ENERGIA, PONTE MESSINA, LEGA: 1,2 MILIARDI IN PIU’, FDI: GIU’ IRPEF

La coperta è corta per la Manovra e il Governo è alla faticosa ricerca di nuove risorse. A farne le spese potrebbe essere l’emendamento della Lega che destina 1,2 miliardi in più al Ponte di Messina. Oggi l’esame in Commissione di Bilancio alla Camera verrà preso in esame anche la richiesta di IV di ripristinare i 4,5 miliardi per l’automotive, coperti da “misure di razionalizzazione della spesa pubblica”.

“Non basteranno le solite coperture di bilancio, spesso basate sulla riprogrammazione dei fondi, per rafforzare la manovra. La ricerca di nuove risorse da parte della maggioranza è già iniziata, ma si sta già rivelando molto faticosa con le nuove regole europee tarate sul controllo della spesa. I nuovi tagli per ottenere qualcosa da spendere devono essere fatti tra le voci che compongono la «Spesa primaria netta», che esclude ad esempio i fondi cofinanziati dalla Ue. In base a questa regola, l’emendamento della Lega che destina 1,2 miliardi in più al Ponte di Messina, che pesca dal Fondo per lo sviluppo e la coesione, sarebbe a forte rischio”, si legge su Il Corriere della Sera.

“Oggi in Commissione Bilancio alla Camera i 4.562 emendamenti presentati saranno sottoposti al vaglio di ammissibilità. Alla fine, in base agli accordi, ne saranno esaminati 600, 250 della maggioranza, 320 dell’opposizione, 30 del gruppo misto. (…) Forza Italia e Noi Moderati, ad esempio, chiedono la riduzione dell’aliquota Irpef del 35 al 33%, costa 2,3 miliardi che sarebbero presi da imprecisati fondi dell’Economia. La richiesta di IV di ripristinare i 4,5 miliardi per l’automotive verrebbe coperta da «misure di razionalizzazione della spesa pubblica»”, continua il giornale.

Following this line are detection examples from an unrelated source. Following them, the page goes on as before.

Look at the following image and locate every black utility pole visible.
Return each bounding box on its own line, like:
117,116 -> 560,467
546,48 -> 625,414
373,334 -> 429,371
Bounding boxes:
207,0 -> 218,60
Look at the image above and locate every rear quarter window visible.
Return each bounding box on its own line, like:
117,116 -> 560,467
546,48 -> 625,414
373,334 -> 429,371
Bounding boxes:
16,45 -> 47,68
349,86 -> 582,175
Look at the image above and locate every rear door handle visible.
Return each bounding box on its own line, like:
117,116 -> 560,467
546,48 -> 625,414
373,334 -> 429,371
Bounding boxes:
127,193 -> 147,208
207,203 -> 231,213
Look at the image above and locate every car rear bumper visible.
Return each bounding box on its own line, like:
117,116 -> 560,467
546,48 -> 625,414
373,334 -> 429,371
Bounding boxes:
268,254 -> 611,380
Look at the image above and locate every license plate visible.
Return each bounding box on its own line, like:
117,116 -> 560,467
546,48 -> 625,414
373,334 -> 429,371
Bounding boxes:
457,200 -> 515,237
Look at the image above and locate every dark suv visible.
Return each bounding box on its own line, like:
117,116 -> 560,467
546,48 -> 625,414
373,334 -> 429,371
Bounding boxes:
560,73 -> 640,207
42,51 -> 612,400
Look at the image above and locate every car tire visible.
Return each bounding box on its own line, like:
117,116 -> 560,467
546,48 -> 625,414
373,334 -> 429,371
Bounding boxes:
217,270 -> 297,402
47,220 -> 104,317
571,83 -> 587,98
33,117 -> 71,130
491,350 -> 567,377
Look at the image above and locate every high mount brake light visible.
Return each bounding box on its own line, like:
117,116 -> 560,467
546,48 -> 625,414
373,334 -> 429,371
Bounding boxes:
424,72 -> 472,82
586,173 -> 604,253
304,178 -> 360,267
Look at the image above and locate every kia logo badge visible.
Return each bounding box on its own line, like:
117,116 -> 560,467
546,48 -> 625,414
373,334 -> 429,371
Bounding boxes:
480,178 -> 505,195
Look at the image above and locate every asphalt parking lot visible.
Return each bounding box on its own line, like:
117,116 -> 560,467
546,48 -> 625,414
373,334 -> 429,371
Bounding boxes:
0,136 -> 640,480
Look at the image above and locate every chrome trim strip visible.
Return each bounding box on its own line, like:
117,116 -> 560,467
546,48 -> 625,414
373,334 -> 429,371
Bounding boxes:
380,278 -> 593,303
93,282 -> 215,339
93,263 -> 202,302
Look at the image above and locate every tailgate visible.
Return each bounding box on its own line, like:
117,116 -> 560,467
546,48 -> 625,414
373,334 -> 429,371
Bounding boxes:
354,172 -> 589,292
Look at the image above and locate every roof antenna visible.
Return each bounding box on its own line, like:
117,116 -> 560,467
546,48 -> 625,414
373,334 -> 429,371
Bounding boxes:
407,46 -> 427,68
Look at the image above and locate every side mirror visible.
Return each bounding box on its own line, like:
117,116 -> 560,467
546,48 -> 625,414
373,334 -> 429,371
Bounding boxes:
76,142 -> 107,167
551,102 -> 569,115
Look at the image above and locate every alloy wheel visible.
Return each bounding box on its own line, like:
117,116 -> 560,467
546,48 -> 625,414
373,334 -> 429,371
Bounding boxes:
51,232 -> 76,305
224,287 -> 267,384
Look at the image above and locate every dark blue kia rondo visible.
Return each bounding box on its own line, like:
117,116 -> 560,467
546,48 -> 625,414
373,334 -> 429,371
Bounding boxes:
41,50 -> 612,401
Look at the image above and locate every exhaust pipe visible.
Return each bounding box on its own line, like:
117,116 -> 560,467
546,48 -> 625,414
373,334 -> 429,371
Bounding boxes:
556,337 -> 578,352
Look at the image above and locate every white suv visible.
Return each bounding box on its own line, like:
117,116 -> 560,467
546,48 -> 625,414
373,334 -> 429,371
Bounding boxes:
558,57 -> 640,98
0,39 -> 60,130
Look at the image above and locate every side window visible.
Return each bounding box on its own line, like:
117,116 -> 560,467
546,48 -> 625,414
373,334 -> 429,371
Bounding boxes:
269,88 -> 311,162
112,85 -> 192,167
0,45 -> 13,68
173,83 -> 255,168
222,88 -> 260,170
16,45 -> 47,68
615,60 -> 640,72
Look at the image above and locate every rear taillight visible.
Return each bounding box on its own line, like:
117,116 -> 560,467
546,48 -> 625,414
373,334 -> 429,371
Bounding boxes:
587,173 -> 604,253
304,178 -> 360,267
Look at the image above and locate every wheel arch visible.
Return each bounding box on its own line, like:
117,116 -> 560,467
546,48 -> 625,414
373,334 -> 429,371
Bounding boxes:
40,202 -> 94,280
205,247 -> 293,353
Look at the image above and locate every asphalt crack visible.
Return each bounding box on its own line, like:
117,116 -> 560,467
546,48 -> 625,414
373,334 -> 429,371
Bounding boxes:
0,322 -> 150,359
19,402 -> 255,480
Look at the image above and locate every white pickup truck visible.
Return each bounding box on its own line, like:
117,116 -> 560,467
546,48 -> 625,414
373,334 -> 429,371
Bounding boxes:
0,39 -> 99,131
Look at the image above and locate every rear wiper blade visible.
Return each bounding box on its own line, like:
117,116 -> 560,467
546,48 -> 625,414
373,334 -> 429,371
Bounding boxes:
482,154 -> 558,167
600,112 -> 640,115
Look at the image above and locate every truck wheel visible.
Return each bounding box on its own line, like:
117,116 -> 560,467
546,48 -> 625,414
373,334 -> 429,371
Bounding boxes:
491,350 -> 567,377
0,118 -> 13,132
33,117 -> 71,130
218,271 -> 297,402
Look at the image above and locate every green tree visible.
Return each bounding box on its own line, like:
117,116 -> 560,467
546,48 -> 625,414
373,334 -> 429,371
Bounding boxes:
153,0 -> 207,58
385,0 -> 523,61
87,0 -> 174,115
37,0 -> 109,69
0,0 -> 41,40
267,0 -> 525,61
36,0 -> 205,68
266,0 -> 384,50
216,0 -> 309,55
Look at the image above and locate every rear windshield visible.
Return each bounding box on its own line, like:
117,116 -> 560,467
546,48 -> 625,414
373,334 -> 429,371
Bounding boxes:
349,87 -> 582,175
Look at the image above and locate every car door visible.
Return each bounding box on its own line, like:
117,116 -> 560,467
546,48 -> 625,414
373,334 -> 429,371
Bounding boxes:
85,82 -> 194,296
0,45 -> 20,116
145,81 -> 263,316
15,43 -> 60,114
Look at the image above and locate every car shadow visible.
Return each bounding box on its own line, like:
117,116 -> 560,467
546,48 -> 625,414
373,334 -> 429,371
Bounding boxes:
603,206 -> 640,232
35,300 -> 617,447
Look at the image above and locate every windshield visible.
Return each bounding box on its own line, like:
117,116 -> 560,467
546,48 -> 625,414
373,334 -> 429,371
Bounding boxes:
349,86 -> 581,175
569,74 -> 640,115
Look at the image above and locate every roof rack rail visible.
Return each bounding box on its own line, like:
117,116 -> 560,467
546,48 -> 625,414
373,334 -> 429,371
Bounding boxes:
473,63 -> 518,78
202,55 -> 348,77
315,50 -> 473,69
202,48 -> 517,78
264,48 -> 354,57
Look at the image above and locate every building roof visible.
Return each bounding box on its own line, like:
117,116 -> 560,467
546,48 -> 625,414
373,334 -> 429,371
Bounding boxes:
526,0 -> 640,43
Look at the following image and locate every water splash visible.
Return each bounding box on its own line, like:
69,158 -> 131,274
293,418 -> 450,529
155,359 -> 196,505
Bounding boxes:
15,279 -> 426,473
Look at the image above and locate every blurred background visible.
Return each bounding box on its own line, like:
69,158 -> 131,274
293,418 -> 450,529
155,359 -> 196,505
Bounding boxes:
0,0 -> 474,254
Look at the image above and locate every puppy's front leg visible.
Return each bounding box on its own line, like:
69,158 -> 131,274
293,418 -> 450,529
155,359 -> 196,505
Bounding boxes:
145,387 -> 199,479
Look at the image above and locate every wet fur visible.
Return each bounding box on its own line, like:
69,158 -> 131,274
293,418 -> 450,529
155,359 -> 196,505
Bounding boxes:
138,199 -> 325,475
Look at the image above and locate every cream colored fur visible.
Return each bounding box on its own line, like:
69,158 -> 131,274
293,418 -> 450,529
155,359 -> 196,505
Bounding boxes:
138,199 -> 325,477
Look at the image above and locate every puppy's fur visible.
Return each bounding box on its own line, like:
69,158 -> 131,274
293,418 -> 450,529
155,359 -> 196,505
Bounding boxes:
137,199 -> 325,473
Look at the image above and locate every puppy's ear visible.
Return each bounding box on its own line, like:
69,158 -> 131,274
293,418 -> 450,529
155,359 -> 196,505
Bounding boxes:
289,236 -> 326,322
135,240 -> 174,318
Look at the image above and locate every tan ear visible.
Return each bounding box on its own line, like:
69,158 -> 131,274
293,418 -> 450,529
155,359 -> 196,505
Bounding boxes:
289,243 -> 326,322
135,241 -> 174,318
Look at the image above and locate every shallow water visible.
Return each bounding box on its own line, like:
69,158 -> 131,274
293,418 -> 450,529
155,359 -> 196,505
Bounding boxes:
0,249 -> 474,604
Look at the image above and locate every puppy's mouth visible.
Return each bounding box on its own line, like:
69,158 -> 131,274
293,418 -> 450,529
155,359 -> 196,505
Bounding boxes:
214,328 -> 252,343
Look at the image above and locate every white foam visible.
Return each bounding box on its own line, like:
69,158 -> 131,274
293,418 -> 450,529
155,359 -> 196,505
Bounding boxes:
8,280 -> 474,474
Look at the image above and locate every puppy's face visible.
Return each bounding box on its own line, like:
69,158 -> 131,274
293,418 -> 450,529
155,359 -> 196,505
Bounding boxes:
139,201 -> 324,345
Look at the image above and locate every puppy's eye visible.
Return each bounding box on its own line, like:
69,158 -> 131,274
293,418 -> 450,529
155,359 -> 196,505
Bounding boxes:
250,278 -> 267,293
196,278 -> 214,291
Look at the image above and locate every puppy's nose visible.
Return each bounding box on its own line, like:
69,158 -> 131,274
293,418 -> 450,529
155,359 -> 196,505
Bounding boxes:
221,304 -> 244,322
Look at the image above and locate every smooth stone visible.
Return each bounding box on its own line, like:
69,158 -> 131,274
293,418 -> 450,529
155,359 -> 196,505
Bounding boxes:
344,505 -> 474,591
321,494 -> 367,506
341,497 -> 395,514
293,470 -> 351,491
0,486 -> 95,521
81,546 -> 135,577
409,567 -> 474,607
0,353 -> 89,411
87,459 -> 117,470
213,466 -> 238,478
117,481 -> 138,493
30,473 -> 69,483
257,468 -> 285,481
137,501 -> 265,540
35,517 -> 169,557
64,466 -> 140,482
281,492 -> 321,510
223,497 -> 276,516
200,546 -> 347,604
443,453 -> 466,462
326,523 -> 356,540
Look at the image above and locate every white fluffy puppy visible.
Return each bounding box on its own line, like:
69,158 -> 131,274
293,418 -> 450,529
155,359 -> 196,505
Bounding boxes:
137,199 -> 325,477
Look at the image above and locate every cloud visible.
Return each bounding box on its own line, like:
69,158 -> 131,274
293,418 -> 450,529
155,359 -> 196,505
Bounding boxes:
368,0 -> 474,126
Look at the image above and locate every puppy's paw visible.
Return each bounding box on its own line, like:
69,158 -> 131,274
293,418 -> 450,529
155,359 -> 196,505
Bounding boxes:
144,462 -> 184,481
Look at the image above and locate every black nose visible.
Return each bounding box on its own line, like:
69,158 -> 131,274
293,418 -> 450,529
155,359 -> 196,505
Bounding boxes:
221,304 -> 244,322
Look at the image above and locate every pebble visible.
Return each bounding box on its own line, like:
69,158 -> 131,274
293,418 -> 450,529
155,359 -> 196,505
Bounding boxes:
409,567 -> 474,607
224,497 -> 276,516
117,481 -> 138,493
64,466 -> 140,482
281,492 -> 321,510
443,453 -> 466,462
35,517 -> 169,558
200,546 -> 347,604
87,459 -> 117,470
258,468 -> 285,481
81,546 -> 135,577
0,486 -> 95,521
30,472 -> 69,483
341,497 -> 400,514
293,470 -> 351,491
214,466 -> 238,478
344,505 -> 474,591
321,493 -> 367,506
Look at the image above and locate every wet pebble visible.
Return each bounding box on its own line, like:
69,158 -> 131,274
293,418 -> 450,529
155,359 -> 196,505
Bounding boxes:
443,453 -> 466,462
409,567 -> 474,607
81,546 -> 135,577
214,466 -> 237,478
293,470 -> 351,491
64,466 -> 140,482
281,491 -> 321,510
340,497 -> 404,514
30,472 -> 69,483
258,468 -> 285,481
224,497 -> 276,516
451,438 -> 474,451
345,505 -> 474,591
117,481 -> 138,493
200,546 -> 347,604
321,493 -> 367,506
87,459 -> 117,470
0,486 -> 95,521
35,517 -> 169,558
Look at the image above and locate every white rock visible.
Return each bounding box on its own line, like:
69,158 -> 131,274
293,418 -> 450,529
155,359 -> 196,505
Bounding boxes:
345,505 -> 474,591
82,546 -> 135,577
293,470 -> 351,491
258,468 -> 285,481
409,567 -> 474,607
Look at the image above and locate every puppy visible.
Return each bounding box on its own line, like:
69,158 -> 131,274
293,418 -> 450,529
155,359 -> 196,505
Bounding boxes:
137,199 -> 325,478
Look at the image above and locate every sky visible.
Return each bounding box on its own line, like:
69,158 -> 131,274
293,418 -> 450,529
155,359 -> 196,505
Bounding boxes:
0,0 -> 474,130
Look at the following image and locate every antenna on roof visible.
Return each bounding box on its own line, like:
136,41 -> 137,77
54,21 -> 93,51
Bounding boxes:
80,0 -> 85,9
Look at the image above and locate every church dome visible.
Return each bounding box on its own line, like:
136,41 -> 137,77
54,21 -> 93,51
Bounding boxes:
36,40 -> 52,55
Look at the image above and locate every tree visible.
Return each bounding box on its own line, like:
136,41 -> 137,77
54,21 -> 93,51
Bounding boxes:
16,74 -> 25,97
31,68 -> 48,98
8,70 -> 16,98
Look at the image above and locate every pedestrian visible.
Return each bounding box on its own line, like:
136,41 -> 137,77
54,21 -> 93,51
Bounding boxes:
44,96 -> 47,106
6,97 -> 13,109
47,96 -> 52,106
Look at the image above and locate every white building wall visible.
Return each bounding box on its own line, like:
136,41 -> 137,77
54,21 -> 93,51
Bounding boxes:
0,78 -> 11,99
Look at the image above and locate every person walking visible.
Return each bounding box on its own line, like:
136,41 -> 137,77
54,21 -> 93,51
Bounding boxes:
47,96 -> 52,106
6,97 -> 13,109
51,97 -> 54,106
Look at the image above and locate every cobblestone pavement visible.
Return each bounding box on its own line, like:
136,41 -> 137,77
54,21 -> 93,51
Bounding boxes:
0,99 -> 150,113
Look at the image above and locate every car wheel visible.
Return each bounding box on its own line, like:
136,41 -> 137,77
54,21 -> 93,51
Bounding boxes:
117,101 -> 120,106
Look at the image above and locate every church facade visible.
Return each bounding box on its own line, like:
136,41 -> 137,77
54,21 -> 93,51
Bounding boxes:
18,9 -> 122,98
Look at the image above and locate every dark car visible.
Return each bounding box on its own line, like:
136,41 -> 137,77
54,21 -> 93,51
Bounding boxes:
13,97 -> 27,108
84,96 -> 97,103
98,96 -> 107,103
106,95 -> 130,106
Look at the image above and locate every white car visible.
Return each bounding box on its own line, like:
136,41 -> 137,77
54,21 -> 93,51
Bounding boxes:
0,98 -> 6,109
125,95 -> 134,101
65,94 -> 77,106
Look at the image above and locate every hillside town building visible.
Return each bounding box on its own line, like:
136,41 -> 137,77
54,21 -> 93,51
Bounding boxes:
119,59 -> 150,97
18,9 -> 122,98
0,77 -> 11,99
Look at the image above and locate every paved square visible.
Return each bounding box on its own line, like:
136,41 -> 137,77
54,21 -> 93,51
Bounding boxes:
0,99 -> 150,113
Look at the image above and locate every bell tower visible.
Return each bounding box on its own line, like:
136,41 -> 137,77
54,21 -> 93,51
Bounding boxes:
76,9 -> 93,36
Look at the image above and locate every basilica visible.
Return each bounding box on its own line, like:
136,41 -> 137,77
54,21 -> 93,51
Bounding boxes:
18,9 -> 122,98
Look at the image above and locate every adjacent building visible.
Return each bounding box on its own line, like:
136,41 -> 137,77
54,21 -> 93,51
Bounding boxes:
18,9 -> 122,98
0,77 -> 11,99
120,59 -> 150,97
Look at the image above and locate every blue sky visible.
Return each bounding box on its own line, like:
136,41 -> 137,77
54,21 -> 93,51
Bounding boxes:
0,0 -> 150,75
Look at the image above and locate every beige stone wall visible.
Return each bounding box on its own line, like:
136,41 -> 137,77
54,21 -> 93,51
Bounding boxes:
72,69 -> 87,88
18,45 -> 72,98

“Molti ricorrono al taglio del Fondo per le esigenze indifferibili, come FdI per i 2 milioni di esenzione Imu per la Nuvola di Fuksas. Gli emendamenti del Pd recuperano le risorse dal taglio dei Sussidi ambientalmente dannosi, dunque coperture solide, ma politicamente indigeste. Come quelle individuate dal M5S, che punta a trovare i fondi per la sanità e le pensioni in una nuova tassa sugli extra-profitti. (…) Forza Italia e Lega propongono il silenzio assenso per il Tfr nei fondi pensione, con il dimezzamento dell’imposta sostitutiva sui rendimenti. Forza Italia ha anche proposto un ritocco alle minime, per portarlo da 3 a 7 euro in più al mese (costa 100 milioni)”, continua il giornale.